O poeta não se limitou a criar personalidades para seus heterônimos, e deu luz a uma história de vida completa para cada um deles, com data de nascimento adequando-se aos respectivos horóscopos, temperamento, estilo de vida, estilo literário e até data de óbito.
Fernando Pessoa faleceu em 30 de novembro de 1935.
Os heterônimos de Fernando Pessoa
Fernando Pessoa ficou famoso por escrever sob o nome de heterônimos.
Foram muitas e muitas personalidades criadas por ele, e abaixo fazemos um resumo biográfico das quatro mais famosas:
- Álvaro de Campos: nascido em Tavira, em 1890. Possuía temperamento emotivo e, por isso mesmo, é às vezes eufórico e exaltado. Viajou para a Escócia e para o Oriente, educou-se na Inglaterra e formou-se engenheiro.
- Alberto Caeiro: nascido em Lisboa, em 1889, e falecido de tuberculose.

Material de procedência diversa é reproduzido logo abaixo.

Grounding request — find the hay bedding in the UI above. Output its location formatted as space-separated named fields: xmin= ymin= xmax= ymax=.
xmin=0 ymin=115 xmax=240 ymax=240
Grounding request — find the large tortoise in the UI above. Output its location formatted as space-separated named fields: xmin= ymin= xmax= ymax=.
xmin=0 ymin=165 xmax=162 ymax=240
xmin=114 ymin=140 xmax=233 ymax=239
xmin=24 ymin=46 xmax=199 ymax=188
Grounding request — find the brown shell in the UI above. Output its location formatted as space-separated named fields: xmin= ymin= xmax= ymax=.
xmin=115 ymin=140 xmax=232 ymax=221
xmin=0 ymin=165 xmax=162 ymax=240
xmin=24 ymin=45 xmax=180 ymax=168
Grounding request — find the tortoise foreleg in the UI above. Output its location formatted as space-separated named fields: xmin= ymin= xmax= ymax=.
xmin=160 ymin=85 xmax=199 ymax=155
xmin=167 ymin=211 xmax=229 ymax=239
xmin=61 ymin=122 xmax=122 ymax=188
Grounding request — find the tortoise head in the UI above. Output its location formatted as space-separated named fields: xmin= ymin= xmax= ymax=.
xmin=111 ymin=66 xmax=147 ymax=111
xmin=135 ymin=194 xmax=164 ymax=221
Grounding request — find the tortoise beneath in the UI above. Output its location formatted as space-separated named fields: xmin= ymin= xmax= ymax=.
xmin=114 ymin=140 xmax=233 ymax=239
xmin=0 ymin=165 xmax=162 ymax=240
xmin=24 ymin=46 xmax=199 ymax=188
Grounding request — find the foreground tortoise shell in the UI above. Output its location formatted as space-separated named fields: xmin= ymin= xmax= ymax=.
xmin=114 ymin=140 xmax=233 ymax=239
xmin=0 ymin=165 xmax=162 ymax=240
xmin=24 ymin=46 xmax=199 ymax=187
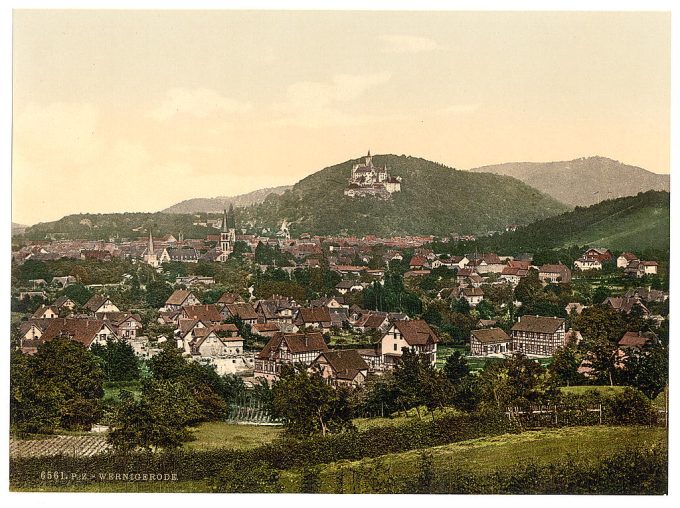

Escrevia poemas, mas não possuía educação formal. Era denominado mestre por Álvaro de Campos, que o colocava como precursor e ícone do movimento literário que ficou conhecido em Portugal como Sensacionismo. Distinguia-se pela racionalidade e objetividade, e tinha uma vida ligada ao campo e aos rebanhos.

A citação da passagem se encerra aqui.